Hikers Not Bikers

Kurt and Gail Rheinheimer

Bicycling from the boat launch area of Carvins Cove to the base of the Sawmill Branch Trail; hiking up Sawmill Branch to the Appalachian Trail and then south to Lambert’s Meadow Shelter and back. 13.5 miles total (about 9 on bicycles).

We hadn’t done this bike/hike package in so long that we’d forgotten how demanding/excruciating the bicycling part is. You’d think a ride on a forest road around a reservoir would be easy enough, but what it is really is a series of ups and downs, the ups of which take you to the lowest gear of your bike and even then the occasional need to stand.

A little context before starting the ride: The boys at the Official Check In Station at Carvins Cove are, on a coldish December midday Sunday, collectively so totally bored that one comes rushing out of the door as you drive up.
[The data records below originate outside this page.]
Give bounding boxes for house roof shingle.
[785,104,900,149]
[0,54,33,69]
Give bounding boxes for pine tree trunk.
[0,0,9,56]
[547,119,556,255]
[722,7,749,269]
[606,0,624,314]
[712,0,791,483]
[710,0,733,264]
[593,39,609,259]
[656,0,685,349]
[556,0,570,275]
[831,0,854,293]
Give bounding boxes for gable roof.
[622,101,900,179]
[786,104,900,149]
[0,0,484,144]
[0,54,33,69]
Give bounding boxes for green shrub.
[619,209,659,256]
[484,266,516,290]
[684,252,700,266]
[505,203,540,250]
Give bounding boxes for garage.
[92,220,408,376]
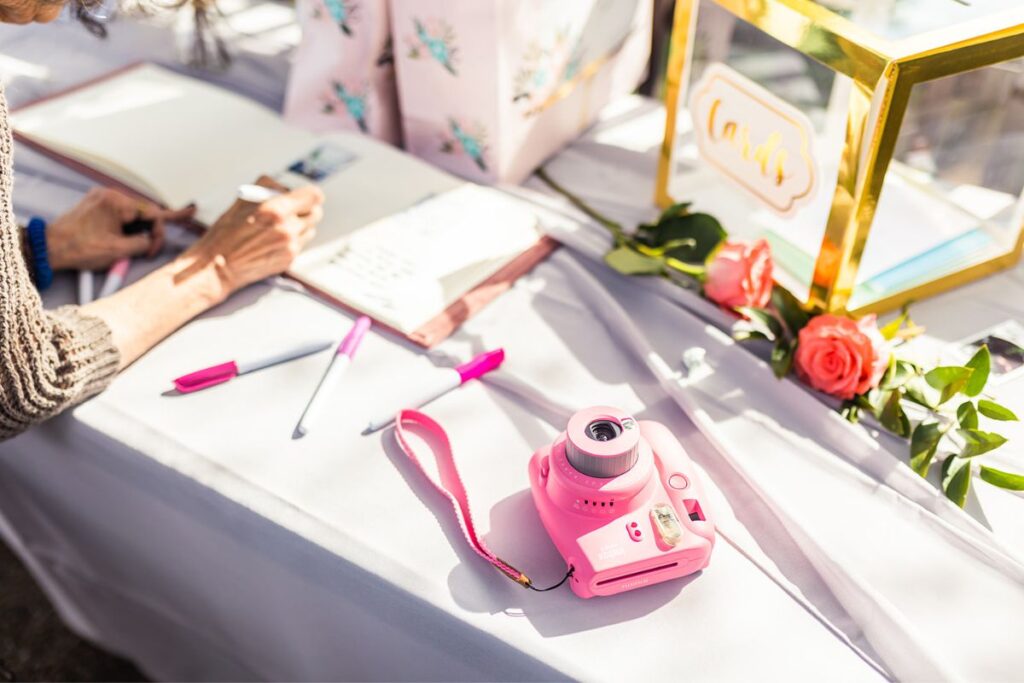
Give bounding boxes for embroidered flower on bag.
[324,81,370,133]
[313,0,359,37]
[441,118,487,172]
[512,29,583,104]
[406,18,459,76]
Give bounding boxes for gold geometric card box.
[656,0,1024,314]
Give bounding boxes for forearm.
[81,254,226,369]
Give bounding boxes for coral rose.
[794,313,891,399]
[705,240,772,308]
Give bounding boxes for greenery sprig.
[537,168,1024,507]
[745,294,1024,507]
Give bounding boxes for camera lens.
[587,420,623,441]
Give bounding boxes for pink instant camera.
[529,407,715,598]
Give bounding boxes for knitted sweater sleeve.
[0,85,120,441]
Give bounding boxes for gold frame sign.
[655,0,1024,315]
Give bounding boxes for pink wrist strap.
[394,411,530,588]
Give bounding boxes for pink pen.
[97,258,131,299]
[362,348,505,434]
[174,339,331,393]
[293,315,370,438]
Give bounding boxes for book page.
[12,65,315,217]
[297,184,540,334]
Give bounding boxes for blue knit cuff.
[26,216,53,292]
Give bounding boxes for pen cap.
[174,360,239,393]
[456,348,505,382]
[338,315,370,357]
[108,258,131,278]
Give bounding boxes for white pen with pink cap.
[362,348,505,434]
[292,315,370,438]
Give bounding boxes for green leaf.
[839,396,861,424]
[956,400,978,429]
[645,213,726,263]
[637,238,697,256]
[771,285,811,336]
[771,339,797,379]
[976,398,1017,426]
[879,310,910,341]
[735,306,782,341]
[879,391,910,436]
[732,323,771,342]
[964,344,992,396]
[665,256,708,282]
[655,202,693,223]
[980,465,1024,490]
[910,422,944,477]
[956,429,1007,458]
[879,355,916,389]
[925,366,974,405]
[942,456,971,508]
[604,247,665,275]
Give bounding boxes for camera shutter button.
[669,473,690,490]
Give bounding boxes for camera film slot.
[595,562,679,586]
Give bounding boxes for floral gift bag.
[285,0,400,144]
[391,0,653,182]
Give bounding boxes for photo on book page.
[288,142,356,182]
[955,321,1024,384]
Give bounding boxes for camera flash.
[650,503,683,546]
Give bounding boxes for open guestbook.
[12,65,553,346]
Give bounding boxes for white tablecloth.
[0,5,1024,680]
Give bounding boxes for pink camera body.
[529,407,715,598]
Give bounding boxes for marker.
[292,315,370,438]
[238,184,281,204]
[173,339,332,393]
[362,348,505,434]
[78,270,93,306]
[97,258,131,299]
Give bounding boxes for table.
[0,5,1024,680]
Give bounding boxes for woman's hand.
[46,187,196,270]
[181,177,324,300]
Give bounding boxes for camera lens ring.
[584,418,623,442]
[564,405,640,479]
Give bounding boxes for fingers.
[145,217,167,258]
[113,232,153,258]
[139,204,196,258]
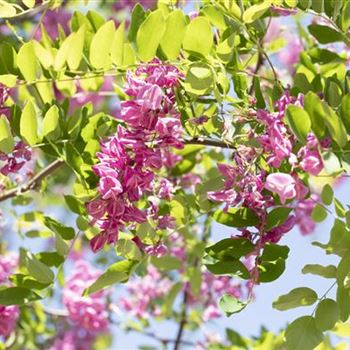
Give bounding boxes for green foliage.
[285,316,323,350]
[84,260,138,295]
[219,294,247,316]
[315,299,340,331]
[183,17,213,57]
[213,208,259,227]
[136,10,166,62]
[272,287,317,311]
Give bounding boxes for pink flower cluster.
[208,91,330,244]
[63,260,108,334]
[87,59,183,252]
[0,253,19,337]
[0,141,32,176]
[119,265,172,319]
[119,233,247,322]
[0,252,18,283]
[0,305,19,337]
[49,328,95,350]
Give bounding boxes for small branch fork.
[0,159,63,202]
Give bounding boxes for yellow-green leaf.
[19,101,38,146]
[43,105,60,139]
[183,17,213,56]
[90,21,115,69]
[0,115,14,153]
[136,10,165,61]
[160,10,186,60]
Another follows soon, and as you go in to pay your $2/person day fee, two more are hanging out and glad to see the customers.
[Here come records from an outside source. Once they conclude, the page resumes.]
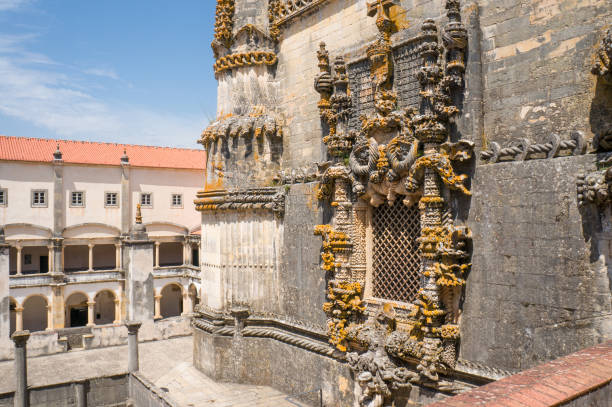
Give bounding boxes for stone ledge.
[429,341,612,407]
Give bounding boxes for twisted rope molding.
[241,326,344,360]
[191,318,236,336]
[192,318,516,384]
[480,135,587,163]
[455,359,516,380]
[213,51,278,75]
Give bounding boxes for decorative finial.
[121,148,130,164]
[53,143,62,161]
[136,204,142,225]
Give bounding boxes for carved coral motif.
[315,0,470,406]
[591,29,612,84]
[194,187,286,217]
[576,168,612,208]
[213,0,236,52]
[213,51,278,75]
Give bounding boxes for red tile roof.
[0,135,206,170]
[427,341,612,407]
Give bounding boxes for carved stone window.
[370,200,421,302]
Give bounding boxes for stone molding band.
[194,187,285,217]
[269,0,329,27]
[480,131,587,163]
[213,51,278,75]
[192,314,514,392]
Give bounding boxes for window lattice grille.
[372,200,421,302]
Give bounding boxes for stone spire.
[121,148,130,165]
[53,143,63,161]
[130,204,149,240]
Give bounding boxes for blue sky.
[0,0,217,148]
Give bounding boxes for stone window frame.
[104,191,119,208]
[170,193,183,209]
[351,202,420,310]
[30,189,49,208]
[139,192,153,208]
[69,191,85,208]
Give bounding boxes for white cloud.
[83,68,119,81]
[0,30,206,148]
[0,0,30,11]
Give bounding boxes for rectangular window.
[372,199,421,302]
[140,192,153,206]
[104,192,119,206]
[70,191,85,207]
[172,194,183,208]
[32,189,47,206]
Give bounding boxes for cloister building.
[0,136,205,340]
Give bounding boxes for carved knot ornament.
[314,0,473,406]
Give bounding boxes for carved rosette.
[315,0,473,406]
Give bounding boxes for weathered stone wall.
[461,154,612,370]
[479,0,612,147]
[0,374,128,407]
[128,372,175,407]
[194,329,353,406]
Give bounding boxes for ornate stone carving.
[480,131,588,163]
[315,0,474,406]
[576,168,612,208]
[198,109,283,154]
[213,51,278,74]
[213,24,277,77]
[212,0,236,53]
[194,187,285,217]
[591,29,612,84]
[268,0,328,37]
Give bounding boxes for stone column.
[11,330,30,407]
[153,294,162,319]
[47,244,54,273]
[74,382,87,407]
[121,159,132,236]
[115,243,121,270]
[46,302,53,331]
[87,243,94,271]
[125,321,142,373]
[155,242,161,267]
[0,231,11,354]
[15,306,23,332]
[16,245,22,276]
[181,290,193,316]
[49,238,64,274]
[87,301,96,326]
[122,207,155,324]
[113,298,121,324]
[51,281,66,329]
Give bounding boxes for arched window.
[160,284,183,318]
[23,295,47,332]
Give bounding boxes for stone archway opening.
[94,290,117,325]
[160,284,183,318]
[189,284,200,312]
[23,295,47,332]
[9,298,17,336]
[66,293,88,328]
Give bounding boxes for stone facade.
[193,0,612,406]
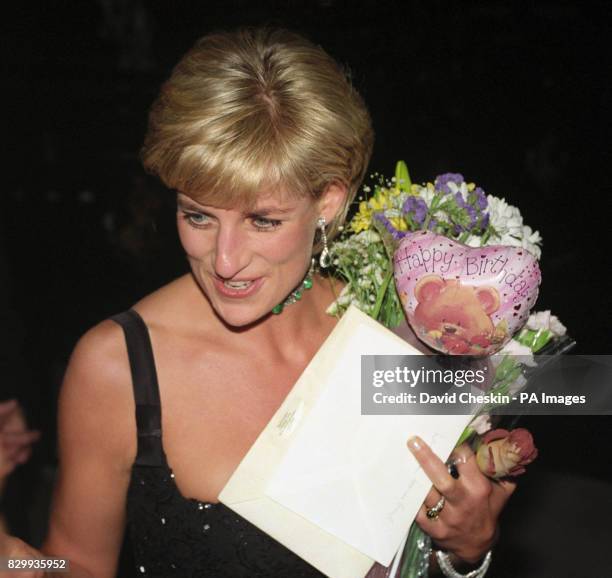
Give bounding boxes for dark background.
[0,0,612,576]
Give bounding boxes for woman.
[2,30,511,578]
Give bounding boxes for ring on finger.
[425,496,446,520]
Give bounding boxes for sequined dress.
[111,310,323,578]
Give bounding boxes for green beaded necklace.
[272,259,314,315]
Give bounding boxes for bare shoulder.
[58,312,136,469]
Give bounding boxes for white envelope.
[219,307,470,578]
But back to the excursion. Maybe it’s the extra weight of full day packs; maybe it’s that we’re OLD and don’t really ride bicycles all that much. Whatever it is, it was a minor highlight of the day to pull the bikes off the trail, lock them to a tree and get to start walking, even if it was up a mountainside. The Sawmill Branch Trail, which begins as part of the Arrowhead bike trail, follows what was on this day a healthy-flowing Sawmill Branch, which provided hope that the broad tan banks of the reservoir might soon be covered again with water. Once the foot-only trail departs from Arrowhead, the climb becomes steeper and the trail much less used, to the point that The Greatest Day Hiker Of Them All and I joked, as we kicked our way through previously undisturbed leaves, that we might be the only ones who use it. I’d teased her a time or two on the bikes, when I got up a hill before she did, and so she did not miss the opportunity to bury me on the trail, as of course she can do whenever the fancy strikes her. The walk up the east side of Catawba Mountain is a relatively easy one, and the short distance on the AT – down into Lambert’s Meadow – is truly easy and pleasant.
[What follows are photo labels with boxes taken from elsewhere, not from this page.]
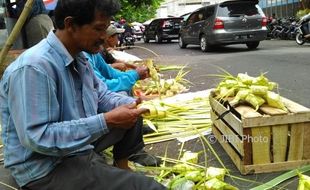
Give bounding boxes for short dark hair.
[55,0,120,29]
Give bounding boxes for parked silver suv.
[179,0,267,52]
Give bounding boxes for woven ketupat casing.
[209,93,310,174]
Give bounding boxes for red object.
[213,18,224,30]
[262,17,268,26]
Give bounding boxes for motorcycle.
[295,13,310,45]
[119,32,136,48]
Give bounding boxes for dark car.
[179,0,267,51]
[143,17,183,43]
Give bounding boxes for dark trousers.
[22,120,166,190]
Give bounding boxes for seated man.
[0,0,166,190]
[101,24,141,71]
[84,52,161,166]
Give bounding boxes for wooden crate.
[210,93,310,174]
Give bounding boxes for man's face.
[107,34,118,47]
[72,13,110,53]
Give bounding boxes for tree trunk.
[0,0,34,65]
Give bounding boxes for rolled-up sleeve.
[8,66,108,156]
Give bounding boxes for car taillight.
[262,17,268,26]
[213,18,224,30]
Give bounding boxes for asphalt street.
[0,37,310,190]
[126,40,310,190]
[126,40,310,107]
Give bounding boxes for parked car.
[131,22,144,41]
[179,0,267,52]
[143,17,183,43]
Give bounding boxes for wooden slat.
[302,122,310,160]
[288,123,309,161]
[281,97,310,113]
[209,96,243,136]
[244,160,310,174]
[212,125,244,173]
[242,112,310,128]
[211,111,244,156]
[252,127,271,165]
[259,105,287,116]
[243,128,253,165]
[271,125,288,162]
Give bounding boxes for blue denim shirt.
[84,52,139,92]
[0,32,134,186]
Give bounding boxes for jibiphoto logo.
[208,134,269,144]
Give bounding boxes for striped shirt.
[0,31,134,186]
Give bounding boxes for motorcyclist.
[119,18,133,45]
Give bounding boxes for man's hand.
[136,66,150,80]
[104,103,148,129]
[112,62,127,71]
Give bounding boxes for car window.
[218,2,260,17]
[205,6,215,18]
[187,12,199,24]
[162,18,182,28]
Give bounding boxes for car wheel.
[295,32,306,45]
[246,41,259,49]
[143,35,150,43]
[155,34,162,43]
[179,36,187,49]
[200,35,210,52]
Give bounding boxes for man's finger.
[137,108,150,115]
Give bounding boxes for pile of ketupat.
[134,151,237,190]
[133,59,190,97]
[215,72,287,111]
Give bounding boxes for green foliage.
[296,9,310,18]
[116,0,164,22]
The reason for the shelter as a point for lunch was to use the fire pit, and after a false start or two, we got the damp wood we gathered from around the shelter to burn sufficiently to warm The Day Hiker’s hands to the extent that the whitened-finger Raynaud’s effects were minimal and short-lived.

The walk back down the mountain was easy and quick, but infused with shared dread over getting back on the bicycles. Once on we did, as The Day Hiker is wont to do, attack the road on the return ride, but by the time we were in sight of the parking lot, we agreed on two things: To throw the bikes into Carvins Cove when we got off them; and that we understood completely how those guys who ride the Alps want and need performance enhancers.

Hikers, The Day Hiker and I, not bikers.